A reivindicação, no entanto, começou a ser construída muito antes. Em novembro de 2024, durante o Congresso de Estudantes da Unesp (CEU), foi criada a Frente por Cotas Trans Carmen de Oliveira Alves, coletivo que passou a articular debates e propostas voltadas à ampliação do acesso de pessoas trans ao ensino superior. Inspirado em um modelo semelhante aprovado pela Unicamp em 2025, o projeto prevê a criação de vagas suplementares, com pelo menos uma vaga destinada por curso, além da reserva de metade dessas oportunidades para candidatos pretos, pardos e indígenas (PPI).

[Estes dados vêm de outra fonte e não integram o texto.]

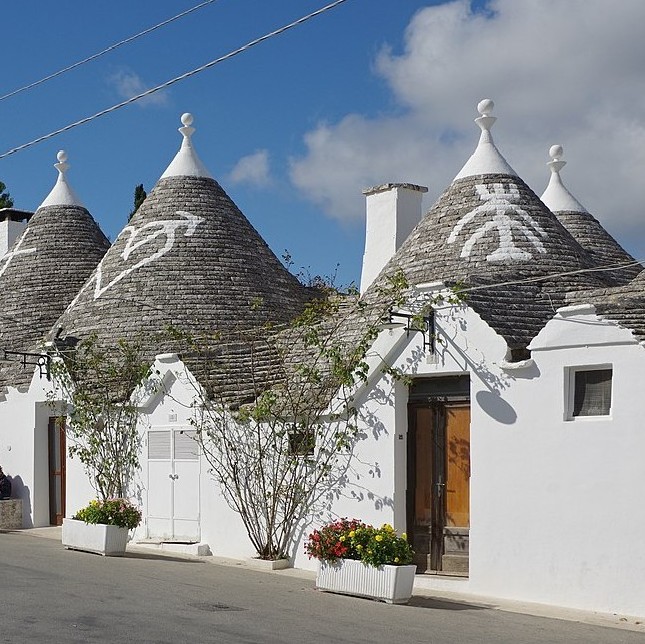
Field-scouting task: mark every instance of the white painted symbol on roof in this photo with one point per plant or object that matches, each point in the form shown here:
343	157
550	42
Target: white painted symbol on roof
504	215
8	256
136	238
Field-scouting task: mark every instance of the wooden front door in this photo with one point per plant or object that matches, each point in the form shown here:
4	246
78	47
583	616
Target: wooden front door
57	456
439	484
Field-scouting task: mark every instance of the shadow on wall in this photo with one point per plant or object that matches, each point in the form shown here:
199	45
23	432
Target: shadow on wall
496	407
20	491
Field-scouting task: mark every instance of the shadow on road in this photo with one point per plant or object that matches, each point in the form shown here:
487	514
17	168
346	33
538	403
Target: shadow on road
129	554
444	604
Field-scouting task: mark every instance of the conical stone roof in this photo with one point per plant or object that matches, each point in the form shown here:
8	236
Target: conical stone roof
603	249
187	259
490	231
43	271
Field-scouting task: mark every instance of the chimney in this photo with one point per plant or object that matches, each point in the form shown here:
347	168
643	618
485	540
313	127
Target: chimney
393	210
12	223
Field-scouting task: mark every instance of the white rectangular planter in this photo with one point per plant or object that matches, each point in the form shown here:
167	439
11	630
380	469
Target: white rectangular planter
392	584
102	539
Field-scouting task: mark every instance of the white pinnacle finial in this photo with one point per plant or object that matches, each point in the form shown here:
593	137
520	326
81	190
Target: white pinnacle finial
556	197
187	121
186	162
485	120
61	194
556	164
486	159
62	166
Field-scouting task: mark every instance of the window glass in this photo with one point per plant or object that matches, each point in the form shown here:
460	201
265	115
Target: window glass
592	393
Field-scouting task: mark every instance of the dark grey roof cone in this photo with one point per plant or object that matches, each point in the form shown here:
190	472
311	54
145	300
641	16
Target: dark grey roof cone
43	271
188	259
489	229
604	250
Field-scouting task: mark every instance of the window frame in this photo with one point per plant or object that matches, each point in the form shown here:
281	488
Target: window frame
570	391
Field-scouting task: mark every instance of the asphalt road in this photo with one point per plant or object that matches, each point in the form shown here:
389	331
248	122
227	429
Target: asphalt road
49	594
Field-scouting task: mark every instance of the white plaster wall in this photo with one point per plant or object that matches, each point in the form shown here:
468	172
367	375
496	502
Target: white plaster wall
10	231
24	449
557	512
556	509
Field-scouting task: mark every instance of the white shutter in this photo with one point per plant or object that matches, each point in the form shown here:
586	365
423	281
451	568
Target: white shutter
159	445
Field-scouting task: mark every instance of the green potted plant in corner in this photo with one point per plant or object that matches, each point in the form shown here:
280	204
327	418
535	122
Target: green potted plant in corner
359	559
97	392
101	527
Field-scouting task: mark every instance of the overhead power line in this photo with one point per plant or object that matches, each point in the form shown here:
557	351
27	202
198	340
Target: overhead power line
106	50
550	276
172	81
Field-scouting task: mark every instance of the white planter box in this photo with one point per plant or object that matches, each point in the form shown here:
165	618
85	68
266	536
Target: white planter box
391	584
102	539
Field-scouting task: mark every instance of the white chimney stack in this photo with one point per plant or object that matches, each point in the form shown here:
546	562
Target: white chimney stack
393	210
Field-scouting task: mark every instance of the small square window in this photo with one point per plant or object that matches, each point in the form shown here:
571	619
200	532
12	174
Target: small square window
591	392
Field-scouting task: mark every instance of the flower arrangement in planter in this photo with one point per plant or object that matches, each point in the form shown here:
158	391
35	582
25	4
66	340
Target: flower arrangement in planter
101	527
118	512
359	559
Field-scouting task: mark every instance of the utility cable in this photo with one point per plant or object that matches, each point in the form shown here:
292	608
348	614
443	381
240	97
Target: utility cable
106	50
542	278
172	81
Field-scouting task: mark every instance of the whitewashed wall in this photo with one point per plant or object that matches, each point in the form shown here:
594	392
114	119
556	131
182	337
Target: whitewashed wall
24	448
556	505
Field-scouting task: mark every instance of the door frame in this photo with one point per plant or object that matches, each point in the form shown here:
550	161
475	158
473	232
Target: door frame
56	477
172	462
436	394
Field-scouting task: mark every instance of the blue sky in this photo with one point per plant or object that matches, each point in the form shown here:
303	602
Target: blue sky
295	128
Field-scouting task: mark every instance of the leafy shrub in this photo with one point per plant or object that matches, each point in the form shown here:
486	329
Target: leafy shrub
352	539
119	512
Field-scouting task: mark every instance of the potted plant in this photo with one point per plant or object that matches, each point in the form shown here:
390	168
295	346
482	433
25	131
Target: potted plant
101	527
359	559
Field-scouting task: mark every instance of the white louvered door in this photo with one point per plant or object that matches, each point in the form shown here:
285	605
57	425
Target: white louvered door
173	485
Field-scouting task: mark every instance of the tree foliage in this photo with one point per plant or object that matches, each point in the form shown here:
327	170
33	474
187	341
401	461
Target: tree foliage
5	198
98	383
139	197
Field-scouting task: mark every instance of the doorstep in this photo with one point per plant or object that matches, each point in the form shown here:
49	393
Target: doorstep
193	549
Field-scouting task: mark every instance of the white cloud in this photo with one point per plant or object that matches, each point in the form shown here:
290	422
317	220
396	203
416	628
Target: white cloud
252	169
559	72
128	84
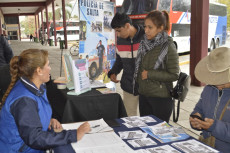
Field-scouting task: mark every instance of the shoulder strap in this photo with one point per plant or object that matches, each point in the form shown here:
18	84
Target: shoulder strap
176	114
225	107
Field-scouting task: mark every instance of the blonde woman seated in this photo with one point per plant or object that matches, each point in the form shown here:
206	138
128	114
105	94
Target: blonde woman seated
25	117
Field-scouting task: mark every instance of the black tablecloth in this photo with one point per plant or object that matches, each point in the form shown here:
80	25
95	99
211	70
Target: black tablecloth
91	105
62	149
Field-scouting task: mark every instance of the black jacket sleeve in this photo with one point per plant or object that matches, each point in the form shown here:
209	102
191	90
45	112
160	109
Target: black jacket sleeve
25	112
117	67
8	53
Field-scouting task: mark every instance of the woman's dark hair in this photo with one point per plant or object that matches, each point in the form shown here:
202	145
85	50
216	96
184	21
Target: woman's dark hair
159	18
119	20
25	65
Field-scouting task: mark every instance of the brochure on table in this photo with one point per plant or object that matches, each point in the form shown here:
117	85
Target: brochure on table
81	77
97	38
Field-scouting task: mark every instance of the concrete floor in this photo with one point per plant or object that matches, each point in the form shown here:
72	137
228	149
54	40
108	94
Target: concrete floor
55	62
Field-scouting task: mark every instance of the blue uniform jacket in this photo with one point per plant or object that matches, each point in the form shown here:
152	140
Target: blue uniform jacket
210	105
24	121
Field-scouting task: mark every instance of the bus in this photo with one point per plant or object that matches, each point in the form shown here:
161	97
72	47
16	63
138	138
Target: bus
72	28
180	19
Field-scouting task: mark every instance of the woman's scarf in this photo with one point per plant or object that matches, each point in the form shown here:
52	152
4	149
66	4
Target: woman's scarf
146	45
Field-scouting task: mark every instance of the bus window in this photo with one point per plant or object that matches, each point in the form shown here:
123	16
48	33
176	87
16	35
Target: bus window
164	5
132	7
181	5
217	10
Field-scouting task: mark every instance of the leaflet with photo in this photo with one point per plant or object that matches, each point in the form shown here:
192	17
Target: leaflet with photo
141	151
132	134
142	142
145	119
193	146
134	124
164	133
162	149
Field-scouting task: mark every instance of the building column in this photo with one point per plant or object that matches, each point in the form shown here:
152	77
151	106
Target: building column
38	27
36	30
199	35
54	23
43	32
64	23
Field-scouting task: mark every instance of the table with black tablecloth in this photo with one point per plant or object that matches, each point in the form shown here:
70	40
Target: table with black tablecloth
91	105
121	128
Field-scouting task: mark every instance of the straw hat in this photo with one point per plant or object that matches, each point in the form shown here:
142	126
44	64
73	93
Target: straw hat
214	69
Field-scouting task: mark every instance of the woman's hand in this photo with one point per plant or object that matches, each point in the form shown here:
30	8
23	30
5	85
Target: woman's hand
199	124
82	130
54	124
144	75
113	78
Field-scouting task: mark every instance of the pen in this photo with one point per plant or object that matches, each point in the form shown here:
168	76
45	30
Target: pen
95	126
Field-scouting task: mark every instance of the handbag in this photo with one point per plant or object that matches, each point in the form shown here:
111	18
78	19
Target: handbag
211	139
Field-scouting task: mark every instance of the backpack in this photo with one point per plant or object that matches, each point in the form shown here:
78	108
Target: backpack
179	92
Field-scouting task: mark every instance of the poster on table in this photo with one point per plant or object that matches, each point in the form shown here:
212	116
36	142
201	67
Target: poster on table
81	78
97	38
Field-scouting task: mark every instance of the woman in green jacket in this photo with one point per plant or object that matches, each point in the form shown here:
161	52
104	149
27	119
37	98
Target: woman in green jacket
157	66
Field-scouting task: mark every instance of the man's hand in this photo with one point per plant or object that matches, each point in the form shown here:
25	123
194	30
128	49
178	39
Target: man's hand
113	78
199	124
82	130
55	125
144	75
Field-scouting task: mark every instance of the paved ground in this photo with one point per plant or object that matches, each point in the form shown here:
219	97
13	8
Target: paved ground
55	60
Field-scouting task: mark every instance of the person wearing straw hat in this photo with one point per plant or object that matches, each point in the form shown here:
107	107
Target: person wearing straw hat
214	104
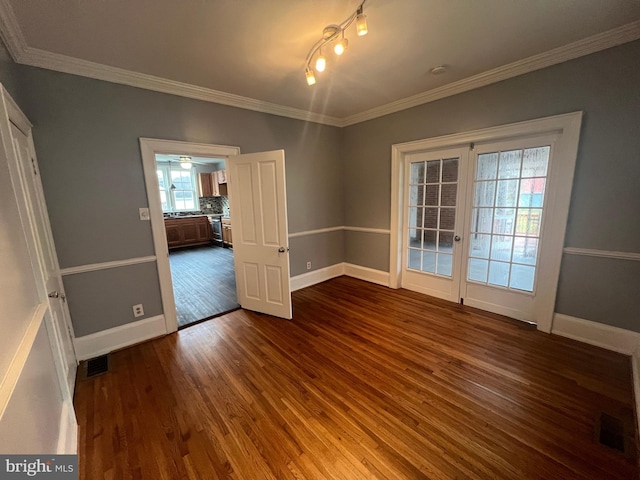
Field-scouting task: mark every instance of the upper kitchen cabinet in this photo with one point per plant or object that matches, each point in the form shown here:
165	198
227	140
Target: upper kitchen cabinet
213	184
222	176
206	186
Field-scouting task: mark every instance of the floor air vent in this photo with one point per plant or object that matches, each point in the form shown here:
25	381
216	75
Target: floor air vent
97	366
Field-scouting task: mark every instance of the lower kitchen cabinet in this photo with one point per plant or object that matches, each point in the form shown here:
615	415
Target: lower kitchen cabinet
227	238
187	231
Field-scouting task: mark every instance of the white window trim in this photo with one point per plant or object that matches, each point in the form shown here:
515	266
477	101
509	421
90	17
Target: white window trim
568	128
167	169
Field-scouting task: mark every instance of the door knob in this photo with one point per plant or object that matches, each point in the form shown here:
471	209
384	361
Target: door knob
56	294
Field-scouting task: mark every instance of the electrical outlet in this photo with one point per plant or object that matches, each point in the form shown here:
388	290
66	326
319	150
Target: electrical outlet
138	310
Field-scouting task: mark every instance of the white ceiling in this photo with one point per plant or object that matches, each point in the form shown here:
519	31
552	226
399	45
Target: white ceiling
257	48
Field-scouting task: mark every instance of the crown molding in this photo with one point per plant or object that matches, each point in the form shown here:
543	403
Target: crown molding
62	63
15	42
586	46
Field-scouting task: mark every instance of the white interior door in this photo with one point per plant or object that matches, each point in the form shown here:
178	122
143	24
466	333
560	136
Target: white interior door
434	222
59	324
257	195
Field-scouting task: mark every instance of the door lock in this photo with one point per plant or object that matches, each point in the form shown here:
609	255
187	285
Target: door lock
56	294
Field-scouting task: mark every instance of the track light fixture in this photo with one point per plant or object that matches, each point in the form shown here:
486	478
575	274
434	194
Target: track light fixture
334	34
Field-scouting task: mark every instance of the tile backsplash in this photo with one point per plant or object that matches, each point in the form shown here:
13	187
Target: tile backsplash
218	205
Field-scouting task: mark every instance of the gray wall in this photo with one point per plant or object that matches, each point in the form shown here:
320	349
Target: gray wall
606	196
86	135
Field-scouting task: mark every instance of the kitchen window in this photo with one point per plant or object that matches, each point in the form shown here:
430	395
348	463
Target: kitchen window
178	190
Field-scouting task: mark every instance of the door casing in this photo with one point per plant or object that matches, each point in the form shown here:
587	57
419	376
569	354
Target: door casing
567	126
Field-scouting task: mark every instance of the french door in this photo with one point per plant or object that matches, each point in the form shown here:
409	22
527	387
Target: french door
432	253
482	222
504	219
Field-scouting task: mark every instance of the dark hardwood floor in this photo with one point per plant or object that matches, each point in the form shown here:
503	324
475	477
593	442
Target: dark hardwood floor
204	282
364	382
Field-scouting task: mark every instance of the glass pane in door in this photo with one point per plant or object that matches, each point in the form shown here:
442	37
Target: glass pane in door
433	191
506	217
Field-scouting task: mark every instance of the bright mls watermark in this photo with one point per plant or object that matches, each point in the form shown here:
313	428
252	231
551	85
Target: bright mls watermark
51	467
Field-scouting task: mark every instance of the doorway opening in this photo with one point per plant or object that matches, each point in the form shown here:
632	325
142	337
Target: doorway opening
479	218
195	207
188	212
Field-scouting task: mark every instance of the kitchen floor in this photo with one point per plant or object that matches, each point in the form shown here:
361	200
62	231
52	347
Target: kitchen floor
204	282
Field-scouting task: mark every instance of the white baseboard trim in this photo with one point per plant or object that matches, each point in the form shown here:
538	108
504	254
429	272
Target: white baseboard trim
68	431
594	333
323	274
367	274
316	276
106	341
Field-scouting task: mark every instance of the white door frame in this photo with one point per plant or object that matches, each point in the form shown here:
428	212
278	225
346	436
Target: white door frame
149	147
566	149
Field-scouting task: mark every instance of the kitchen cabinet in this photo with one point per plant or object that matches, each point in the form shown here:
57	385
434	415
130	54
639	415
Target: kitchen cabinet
187	231
222	176
227	238
213	184
206	185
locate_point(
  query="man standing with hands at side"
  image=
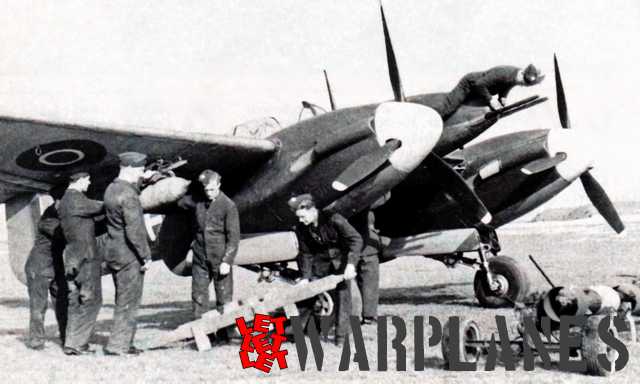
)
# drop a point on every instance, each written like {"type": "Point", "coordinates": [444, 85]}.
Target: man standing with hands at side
{"type": "Point", "coordinates": [127, 250]}
{"type": "Point", "coordinates": [328, 245]}
{"type": "Point", "coordinates": [215, 246]}
{"type": "Point", "coordinates": [81, 263]}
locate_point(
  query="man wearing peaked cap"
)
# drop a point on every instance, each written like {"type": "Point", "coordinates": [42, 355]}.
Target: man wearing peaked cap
{"type": "Point", "coordinates": [296, 201]}
{"type": "Point", "coordinates": [127, 250]}
{"type": "Point", "coordinates": [81, 262]}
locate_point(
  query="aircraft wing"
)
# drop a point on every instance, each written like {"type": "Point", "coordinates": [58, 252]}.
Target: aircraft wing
{"type": "Point", "coordinates": [37, 155]}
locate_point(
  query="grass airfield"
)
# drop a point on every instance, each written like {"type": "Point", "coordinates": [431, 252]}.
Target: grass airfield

Com a iniciativa, a Unesp passa a integrar o grupo de universidades brasileiras que adotam políticas afirmativas voltadas especificamente para pessoas trans. De acordo com a Associação Nacional de Travestis e Transexuais (ANTRA), a instituição se torna a 40ª universidade do país a implementar esse tipo de ação na graduação. O avanço acompanha um movimento nacional de expansão das cotas para travestis e transexuais nas universidades públicas e reforça a pressão para que outras instituições sigam o mesmo caminho. Em São Paulo, a medida deixa a Universidade de São Paulo (USP) como a única universidade estadual que ainda não possui uma política semelhante.

A resolução também estabelece mecanismos para garantir que o processo de ingresso aconteça de forma acolhedora e transparente. As vagas serão ofertadas por meio de um edital específico do Enem-Unesp, enquanto a validação das candidaturas ficará sob responsabilidade de uma comissão formada por estudantes, docentes e servidores, com participação obrigatória de pelo menos uma pessoa trans. Além disso, a universidade se comprometeu a aprimorar políticas relacionadas ao uso do nome social e a criar cotas específicas dentro dos programas de assistência estudantil, ampliando as condições de permanência dos futuros estudantes contemplados pela medida.